Wednesday, July 06, 2011

Nalwa v. Cedar Fair (Cal. Ct. App. - June 10, 2011)

Sometimes I agree with neither the majority nor the dissent.  This time I agree with both.

With respect to the former, I agree with Justice Rushing that the primary assumption of the risk doctrine doesn't apply to bumper cars in an amusement park.  That doctrine principally applies to sports activities.  It's not applicable to bumper cars.  It goes too far to try to extend it there.  The California Court of Appeal shouldn't do so.

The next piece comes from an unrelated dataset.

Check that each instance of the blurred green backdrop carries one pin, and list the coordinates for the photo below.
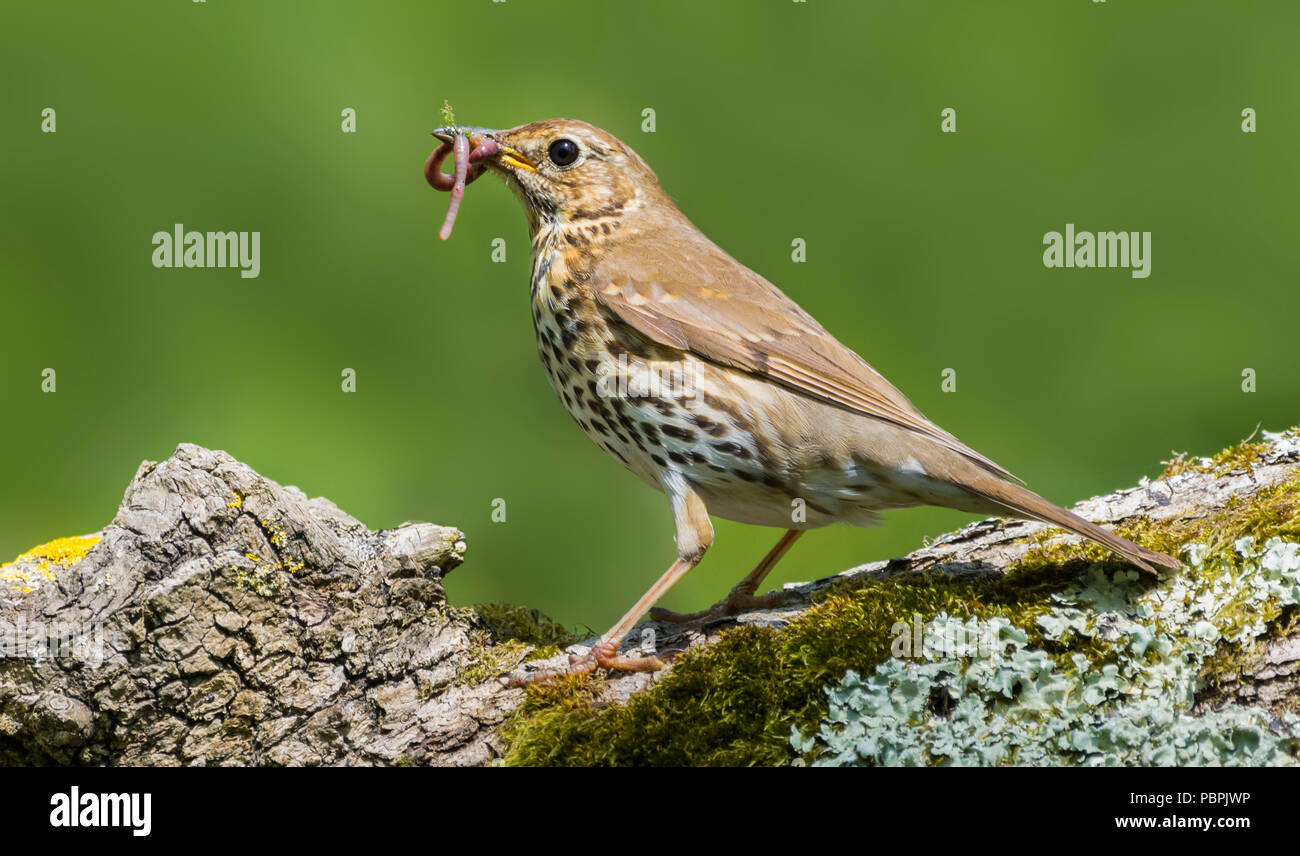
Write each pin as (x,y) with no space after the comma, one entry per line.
(775,120)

With respect to the latter, however, I agree with Justice Duffy that it seems a bit crazy to let someone sue for injuring their hand on a bumper car because they were smashed.  That's the whole point.  There's smashing.  Sure, you could make it safer.  You could make the cars go one way.  You could put bigger bumpers on them.  You could include airbags.  You should stop them from bumping.  But when plaintiff got in the car, it was clear these were just regular old bumper cars.  I don't think they should be permitted to sue.

Whether one accomplishes this result through a negligence analysis or assumption of the risk or primary assumption of the risk, I concede, is unclear to me.  I don't think it should be the last of these.  But I also think I know the proper result.  And liability -- or even a trial -- isn't it.